I tried to train for a marathon last year and it didn’t work out. I half-followed an online plan, didn’t complement it properly with enough yoga and stretching and just wore myself out with running. So I scaled back to a half-marathon and had an okay race. But the failure allowed me to focus and figure out where I went wrong.
This time, I plan to do it right.
I hired a running coach. (Hi, Andie!) My coach gave me a plan and we will have weekly email check-ins to see how it’s going and what I am doing. It’s going to be great! Or, at least, organized. I got new running stuff for Christmas. I got a foam roller, which I plan to use every day. (So far, so good on this front. But oh my god, does it ever hurt.)

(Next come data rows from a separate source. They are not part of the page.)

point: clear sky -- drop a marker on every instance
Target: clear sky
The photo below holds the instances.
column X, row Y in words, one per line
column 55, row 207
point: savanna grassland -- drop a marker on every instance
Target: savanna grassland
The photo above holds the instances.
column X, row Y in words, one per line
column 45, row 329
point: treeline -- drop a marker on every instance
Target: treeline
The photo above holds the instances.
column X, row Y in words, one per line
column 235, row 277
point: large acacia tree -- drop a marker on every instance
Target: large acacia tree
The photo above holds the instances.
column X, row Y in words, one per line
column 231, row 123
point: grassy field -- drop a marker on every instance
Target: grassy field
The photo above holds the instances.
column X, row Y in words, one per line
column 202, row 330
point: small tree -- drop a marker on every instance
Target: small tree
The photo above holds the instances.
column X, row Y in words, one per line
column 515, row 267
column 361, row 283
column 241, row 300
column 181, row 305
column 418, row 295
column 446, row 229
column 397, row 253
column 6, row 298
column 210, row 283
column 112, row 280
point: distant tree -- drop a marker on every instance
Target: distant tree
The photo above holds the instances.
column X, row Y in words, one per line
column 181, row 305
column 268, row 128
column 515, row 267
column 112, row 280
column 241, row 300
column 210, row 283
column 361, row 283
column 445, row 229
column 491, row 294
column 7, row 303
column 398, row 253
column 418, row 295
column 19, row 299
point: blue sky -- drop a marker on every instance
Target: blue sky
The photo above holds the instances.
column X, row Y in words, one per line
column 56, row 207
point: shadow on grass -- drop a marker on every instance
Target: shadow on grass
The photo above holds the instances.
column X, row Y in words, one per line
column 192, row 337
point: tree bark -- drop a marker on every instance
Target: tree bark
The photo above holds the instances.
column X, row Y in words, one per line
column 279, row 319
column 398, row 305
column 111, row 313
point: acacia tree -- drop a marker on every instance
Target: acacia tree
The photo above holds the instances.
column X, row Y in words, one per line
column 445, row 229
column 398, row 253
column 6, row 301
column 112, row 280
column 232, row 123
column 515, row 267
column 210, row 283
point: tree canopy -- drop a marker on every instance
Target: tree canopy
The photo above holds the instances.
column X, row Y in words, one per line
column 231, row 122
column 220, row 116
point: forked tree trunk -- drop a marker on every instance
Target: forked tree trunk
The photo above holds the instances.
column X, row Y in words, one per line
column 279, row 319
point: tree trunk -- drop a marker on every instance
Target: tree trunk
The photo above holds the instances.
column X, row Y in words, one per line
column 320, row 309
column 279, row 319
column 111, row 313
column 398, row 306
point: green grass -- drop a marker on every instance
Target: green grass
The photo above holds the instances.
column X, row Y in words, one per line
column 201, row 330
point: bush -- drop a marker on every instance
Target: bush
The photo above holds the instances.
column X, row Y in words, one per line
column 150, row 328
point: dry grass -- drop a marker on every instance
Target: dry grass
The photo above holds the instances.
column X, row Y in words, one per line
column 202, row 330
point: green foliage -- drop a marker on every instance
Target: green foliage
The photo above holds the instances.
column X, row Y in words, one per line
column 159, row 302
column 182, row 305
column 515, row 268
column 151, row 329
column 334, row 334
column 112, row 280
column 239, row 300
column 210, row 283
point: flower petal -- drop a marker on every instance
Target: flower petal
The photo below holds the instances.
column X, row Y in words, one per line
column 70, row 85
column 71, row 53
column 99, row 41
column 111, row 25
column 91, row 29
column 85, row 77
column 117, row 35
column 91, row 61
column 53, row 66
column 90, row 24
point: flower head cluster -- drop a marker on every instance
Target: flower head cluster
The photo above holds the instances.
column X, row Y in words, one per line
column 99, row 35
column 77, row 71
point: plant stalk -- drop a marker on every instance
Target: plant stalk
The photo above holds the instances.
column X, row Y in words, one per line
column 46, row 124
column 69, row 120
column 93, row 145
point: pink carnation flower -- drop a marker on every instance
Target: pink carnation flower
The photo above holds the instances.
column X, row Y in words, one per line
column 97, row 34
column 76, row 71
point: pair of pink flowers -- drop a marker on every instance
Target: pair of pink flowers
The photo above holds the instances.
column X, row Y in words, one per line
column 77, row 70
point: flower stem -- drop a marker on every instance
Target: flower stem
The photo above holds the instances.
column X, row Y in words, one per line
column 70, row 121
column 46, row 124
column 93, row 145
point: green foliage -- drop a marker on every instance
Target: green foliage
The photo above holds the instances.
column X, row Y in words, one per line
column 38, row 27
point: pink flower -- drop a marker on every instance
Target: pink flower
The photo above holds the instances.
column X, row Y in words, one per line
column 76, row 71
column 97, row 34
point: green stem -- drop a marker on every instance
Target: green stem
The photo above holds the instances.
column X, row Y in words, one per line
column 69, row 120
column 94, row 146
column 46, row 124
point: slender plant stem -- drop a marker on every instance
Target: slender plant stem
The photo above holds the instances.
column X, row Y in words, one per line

This last week of working out was good: I ran on Monday, Wednesday and Sunday, did yoga on Thursday and Friday and squashed and Bodypumped it on Saturday. There were only three of us in the Bodypump class, so when the teacher was yelling, you knew she yelling at you. Oh, aggressive motivation. It works so well. But it felt good to get that many workouts in, and gave me hope that I can fit in all my marathon training around life things.
For my first week of training, this is what I have planned/my coach is telling me to do:
Monday: rest (hahaha, this feels like cheating!)
Tuesday: 8k at a moderate tempo, which I can do as 10&1 if I can’t sustain that pace (On New Year’s Day! This will be painful. I dislike a lot of holidays, but NYE is not one of them. A holiday where the only expecation is to drink a lot? Now, that’s my kind of holiday.)
Wednesday: Speedwork: 10 minute warm-up, 4X2 minutes, with 90 second break in between (speedwork is the ENEMY, but I’m glad this is a time thing, so I can do it on the street)
Thursday: REST (This is on my plan in CAPITALS, so I know it’s serious.)
Friday: 30 minute hilly route, with 3-4 rolling hills (Thank goodness I live near Riverdale, where hills abound. I also plan to go to yoga this day, which isn’t on my coach’s plan, but is in the Erin Balser life plan.)
Saturday: Easy 30 minutes (This is optional, but I may pull a run-to-yoga OR join the Lulu Lemon running club and slow everyone down. I have a grand plan to alternating Saturdays with squash/bodypump and run/yoga. I recognize how ambitious this is.)
Sunday: 13k LSD, to do as 10&1s (HAHAHA, I might possibly die. I haven’t run over 10k in MONTHS.)
How will I do? I’ll let you know next Monday…
2 thoughts on “And so it begins: Marathon training”
Maybe for your easy Saturday 30 minutes you could try and find a parkrun near you? Just google ‘parkrun’ all one word! Should direct you to the website.
Oooh, good call Sophie! Will definitely check this out.